注意
跳转至页面底部下载完整示例代码。
融合 Softmax
在本教程中,你将编写一个融合 Softmax 操作。对于特定类别的矩阵(即行数可以放入 GPU SRAM 中的矩阵),该操作将显著快于 PyTorch 的原生算子。
通过本教程,您将了解到
带宽受限操作中算子融合的优势。
Triton 中的归约(Reduction)算子。
动机
自定义的 GPU 元素级加法内核虽然具有教育价值,但在实践中作用有限。让我们转而考虑一个简单的(数值稳定的)Softmax 操作:
import torch
import triton
import triton.language as tl
from triton.runtime import driver
DEVICE = triton.runtime.driver.active.get_active_torch_device()
def is_hip():
return triton.runtime.driver.active.get_current_target().backend == "hip"
def is_cdna():
return is_hip() and triton.runtime.driver.active.get_current_target().arch in ('gfx940', 'gfx941', 'gfx942',
'gfx90a', 'gfx908')
def naive_softmax(x):
"""Compute row-wise softmax of X using native pytorch
We subtract the maximum element in order to avoid overflows. Softmax is invariant to
this shift.
"""
# read MN elements ; write M elements
x_max = x.max(dim=1)[0]
# read MN + M elements ; write MN elements
z = x - x_max[:, None]
# read MN elements ; write MN elements
numerator = torch.exp(z)
# read MN elements ; write M elements
denominator = numerator.sum(dim=1)
# read MN + M elements ; write MN elements
ret = numerator / denominator[:, None]
# in total: read 5MN + 2M elements ; wrote 3MN + 2M elements
return ret
如果在 PyTorch 中朴素地实现,计算 y = naive_softmax(x)(其中 \(x \in R^{M \times N}\))需要从 DRAM 读取 \(5MN + 2M\) 个元素,并写回 \(3MN + 2M\) 个元素。这显然是浪费的;我们更倾向于使用一个自定义的“融合”内核,只读取一次 X 并在片上完成所有必要的计算。这样做只需读取和写回 \(MN\) 字节,因此理论上可以获得约 4 倍的加速(即 \((8MN + 4M) / 2MN\))。torch.jit.script 标志旨在自动执行这种“内核融合”,但正如我们稍后将看到的,它距离理想状态仍有很大差距。
计算内核
我们的 Softmax 内核工作原理如下:每个程序根据程序的数量跨步(strided)加载输入矩阵 X 的一组行,对其进行归一化,并将结果写回输出 Y。
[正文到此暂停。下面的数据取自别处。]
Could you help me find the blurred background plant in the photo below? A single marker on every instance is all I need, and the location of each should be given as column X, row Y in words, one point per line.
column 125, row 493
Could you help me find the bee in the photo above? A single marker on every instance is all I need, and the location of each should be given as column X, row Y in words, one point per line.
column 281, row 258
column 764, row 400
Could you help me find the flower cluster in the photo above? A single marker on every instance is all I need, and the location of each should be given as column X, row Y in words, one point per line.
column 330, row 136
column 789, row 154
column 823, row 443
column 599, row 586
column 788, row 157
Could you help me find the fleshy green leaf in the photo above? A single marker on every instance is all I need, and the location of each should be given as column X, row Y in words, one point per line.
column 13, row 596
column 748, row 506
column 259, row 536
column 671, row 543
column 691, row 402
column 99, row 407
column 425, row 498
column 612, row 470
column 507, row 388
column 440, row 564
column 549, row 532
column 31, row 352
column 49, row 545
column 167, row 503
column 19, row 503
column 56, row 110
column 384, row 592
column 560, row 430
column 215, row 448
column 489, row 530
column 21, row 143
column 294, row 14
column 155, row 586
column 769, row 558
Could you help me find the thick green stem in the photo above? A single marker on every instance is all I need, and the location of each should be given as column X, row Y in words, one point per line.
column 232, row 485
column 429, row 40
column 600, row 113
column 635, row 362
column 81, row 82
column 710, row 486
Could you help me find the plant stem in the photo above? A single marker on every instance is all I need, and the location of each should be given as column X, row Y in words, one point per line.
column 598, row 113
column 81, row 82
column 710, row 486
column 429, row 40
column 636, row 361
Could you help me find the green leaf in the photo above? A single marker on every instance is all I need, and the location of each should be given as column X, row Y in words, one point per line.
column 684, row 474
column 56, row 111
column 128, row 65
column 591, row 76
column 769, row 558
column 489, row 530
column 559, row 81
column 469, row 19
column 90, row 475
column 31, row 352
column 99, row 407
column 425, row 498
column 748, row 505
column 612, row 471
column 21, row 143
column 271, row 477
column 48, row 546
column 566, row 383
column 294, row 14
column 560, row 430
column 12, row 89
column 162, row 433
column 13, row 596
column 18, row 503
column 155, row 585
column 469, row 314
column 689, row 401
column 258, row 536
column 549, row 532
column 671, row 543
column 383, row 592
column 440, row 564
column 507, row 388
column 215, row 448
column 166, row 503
请注意,Triton 的一个重要限制是每个块必须包含 2 的幂次个元素,因此如果我们想要处理任何可能的输入形状,就需要在内部对每一行进行“填充(padding)”,并对内存操作进行适当的保护。
@triton.jit
def softmax_kernel(output_ptr, input_ptr, input_row_stride, output_row_stride, n_rows, n_cols, BLOCK_SIZE: tl.constexpr,
num_stages: tl.constexpr):
# starting row of the program
row_start = tl.program_id(0)
row_step = tl.num_programs(0)
for row_idx in tl.range(row_start, n_rows, row_step, num_stages=num_stages):
# The stride represents how much we need to increase the pointer to advance 1 row
row_start_ptr = input_ptr + row_idx * input_row_stride
# The block size is the next power of two greater than n_cols, so we can fit each
# row in a single block
col_offsets = tl.arange(0, BLOCK_SIZE)
input_ptrs = row_start_ptr + col_offsets
# Load the row into SRAM, using a mask since BLOCK_SIZE may be > than n_cols
mask = col_offsets < n_cols
row = tl.load(input_ptrs, mask=mask, other=-float('inf'))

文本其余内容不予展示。